The 37 Highs And Lows Of Going To Glastonbury
The Worthy Farm experience explained.
You head down in a convoy with all your mates, tunes blasting all the way.
You arrive onsite early, and find a good spot to pitch your tent.
The ground is dry, everyone's in high spirits. You're all set for the weekend of your life.
Oh look, it's lunchtime. Surely not too early for a small sharpener?
That said, you want to pace yourself. Not like your mate, who's already blazed through half his stash.
So you take a stroll up to the Healing Fields to sample that legendary Glastonbury "vibe".
There are hippies everywhere. At least one of them is naked.
OK, time to see some bands. You look at the line-up. So much good stuff.
But wait, there's a clash!
Which means you're going to miss one of your favourite bands.
Then - disaster - the heavens open.
Please, God, no. Not another muddy one.
It doesn't look like it's ever going to stop. The ponchos come out. Smiles vanish.
After a while you're so wet and muddy you just resign yourself to it.
But, no - a miracle! It's just a shower. The sun reappears. Rejoice.
Saturday night: everyone peaks.
You watch the headline act on the Pyramid Stage, and they're pretty good.

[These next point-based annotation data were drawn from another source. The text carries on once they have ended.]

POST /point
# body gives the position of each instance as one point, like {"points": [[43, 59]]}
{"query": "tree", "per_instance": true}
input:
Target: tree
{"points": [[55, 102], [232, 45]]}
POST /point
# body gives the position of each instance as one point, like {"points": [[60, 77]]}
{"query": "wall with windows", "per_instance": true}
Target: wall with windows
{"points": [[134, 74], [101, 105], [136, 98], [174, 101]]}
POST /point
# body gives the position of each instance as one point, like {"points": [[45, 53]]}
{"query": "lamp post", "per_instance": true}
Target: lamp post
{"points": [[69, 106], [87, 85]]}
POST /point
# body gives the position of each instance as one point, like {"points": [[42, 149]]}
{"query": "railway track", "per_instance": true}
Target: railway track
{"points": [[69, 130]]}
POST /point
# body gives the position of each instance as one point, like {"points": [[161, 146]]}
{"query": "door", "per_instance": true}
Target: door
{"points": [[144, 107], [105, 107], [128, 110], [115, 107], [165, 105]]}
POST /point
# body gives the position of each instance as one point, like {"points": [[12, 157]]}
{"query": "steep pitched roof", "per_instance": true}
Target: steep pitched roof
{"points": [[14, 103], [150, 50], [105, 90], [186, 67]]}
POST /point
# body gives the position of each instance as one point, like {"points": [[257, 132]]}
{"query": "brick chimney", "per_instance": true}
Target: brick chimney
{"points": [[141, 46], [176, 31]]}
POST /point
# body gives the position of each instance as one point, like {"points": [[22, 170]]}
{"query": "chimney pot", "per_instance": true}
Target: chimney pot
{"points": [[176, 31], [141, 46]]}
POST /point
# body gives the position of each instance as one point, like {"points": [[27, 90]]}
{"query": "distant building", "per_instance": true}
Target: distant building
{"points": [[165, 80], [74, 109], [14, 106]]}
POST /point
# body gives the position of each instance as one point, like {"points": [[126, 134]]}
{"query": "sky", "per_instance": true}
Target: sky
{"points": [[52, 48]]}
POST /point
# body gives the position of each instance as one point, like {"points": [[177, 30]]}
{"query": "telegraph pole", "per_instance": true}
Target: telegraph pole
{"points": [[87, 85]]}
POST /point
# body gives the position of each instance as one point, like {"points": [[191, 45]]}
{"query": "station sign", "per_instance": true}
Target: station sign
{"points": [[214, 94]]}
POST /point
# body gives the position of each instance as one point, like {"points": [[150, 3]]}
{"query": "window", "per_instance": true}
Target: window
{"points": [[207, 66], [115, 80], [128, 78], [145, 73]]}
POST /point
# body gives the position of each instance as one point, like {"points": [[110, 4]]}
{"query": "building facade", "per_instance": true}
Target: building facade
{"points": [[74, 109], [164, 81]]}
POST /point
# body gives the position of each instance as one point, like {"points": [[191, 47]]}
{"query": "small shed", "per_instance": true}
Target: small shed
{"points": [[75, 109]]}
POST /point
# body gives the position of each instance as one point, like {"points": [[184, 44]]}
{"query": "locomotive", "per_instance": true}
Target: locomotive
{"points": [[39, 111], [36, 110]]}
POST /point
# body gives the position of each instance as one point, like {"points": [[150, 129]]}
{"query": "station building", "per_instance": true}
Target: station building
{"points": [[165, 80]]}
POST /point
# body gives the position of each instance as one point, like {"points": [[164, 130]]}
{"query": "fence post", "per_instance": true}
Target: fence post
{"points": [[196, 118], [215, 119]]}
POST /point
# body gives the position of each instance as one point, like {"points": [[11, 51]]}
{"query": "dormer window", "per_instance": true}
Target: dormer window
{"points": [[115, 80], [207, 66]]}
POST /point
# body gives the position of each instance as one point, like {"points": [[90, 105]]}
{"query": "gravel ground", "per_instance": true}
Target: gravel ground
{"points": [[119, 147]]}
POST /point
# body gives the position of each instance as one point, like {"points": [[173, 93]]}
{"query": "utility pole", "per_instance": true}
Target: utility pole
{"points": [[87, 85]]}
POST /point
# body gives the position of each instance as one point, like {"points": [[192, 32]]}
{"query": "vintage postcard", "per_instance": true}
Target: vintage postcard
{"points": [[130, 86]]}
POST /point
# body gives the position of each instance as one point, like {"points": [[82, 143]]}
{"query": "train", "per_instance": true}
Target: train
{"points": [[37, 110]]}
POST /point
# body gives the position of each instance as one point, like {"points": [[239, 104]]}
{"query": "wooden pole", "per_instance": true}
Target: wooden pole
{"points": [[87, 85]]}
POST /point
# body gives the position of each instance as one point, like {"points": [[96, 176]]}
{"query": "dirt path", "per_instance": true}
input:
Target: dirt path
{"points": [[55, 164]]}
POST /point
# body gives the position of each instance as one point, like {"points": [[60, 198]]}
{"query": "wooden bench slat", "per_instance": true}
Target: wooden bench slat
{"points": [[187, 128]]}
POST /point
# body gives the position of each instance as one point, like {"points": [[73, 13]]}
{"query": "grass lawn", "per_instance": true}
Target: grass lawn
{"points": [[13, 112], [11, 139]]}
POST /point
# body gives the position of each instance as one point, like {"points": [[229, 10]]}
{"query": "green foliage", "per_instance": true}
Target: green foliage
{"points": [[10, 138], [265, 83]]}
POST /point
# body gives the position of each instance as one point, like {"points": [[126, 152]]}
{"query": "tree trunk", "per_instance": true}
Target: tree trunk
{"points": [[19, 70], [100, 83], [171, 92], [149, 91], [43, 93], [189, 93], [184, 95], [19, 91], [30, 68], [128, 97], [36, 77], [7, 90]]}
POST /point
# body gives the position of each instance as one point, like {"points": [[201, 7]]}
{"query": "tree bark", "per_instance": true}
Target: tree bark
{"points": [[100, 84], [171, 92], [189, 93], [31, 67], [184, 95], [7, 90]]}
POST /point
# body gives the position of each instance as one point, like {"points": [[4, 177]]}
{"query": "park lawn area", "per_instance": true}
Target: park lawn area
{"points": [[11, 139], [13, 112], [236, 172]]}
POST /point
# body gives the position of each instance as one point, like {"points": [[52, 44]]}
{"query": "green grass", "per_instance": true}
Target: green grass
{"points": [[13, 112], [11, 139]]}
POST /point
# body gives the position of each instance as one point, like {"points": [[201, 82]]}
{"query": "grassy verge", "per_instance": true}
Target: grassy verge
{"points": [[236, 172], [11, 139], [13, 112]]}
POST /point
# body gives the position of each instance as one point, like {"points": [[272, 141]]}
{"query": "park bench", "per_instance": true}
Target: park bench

Except they play loads of stuff off their new album, instead of the hits everyone wants to hear.
So you make a break for the dance tent, which you imagine is going to be like this.
But you're not really feeling it, so it's more like this.
Plus, people are so wasted they keep barging into you, and spilling your drink.
Now what? You make the long trek up to Shangri-La, and it's initially amazing.
Only trouble is, 170,000 people have had the same idea, so there are huge queues.
You get caught in the inevitable human crush. Tempers start to fray.
But then someone breaks out some fresh booze.
You get a second wind. The rest of the night's a blur.
You watch the sun come up from the Stone Circle, and it's every bit as beautiful as you'd hoped.
Sunday morning: the hangover strikes. A pitiless sun beats down on your tent.
You crawl outside just in time to catch the traditional lunchtime novelty act on the Pyramid.
Your friends are too hungover to speak, so you just shuffle around the site, staring blankly at things.
Then you hear a rumour about an incredible secret act on the Park Stage.
So you head on up there, only to find it was all nonsense.
Still, you're determined to squeeze every last drop of fun out of the weekend.
So you hurl yourself into that hedonistic, Sunday night last hurrah. And it's glorious.
Monday morning. Comedown time. Nothing to do now but pack up your tent.
And return to mundane reality.
But the worst part? It's a whole year before you can do it all over again.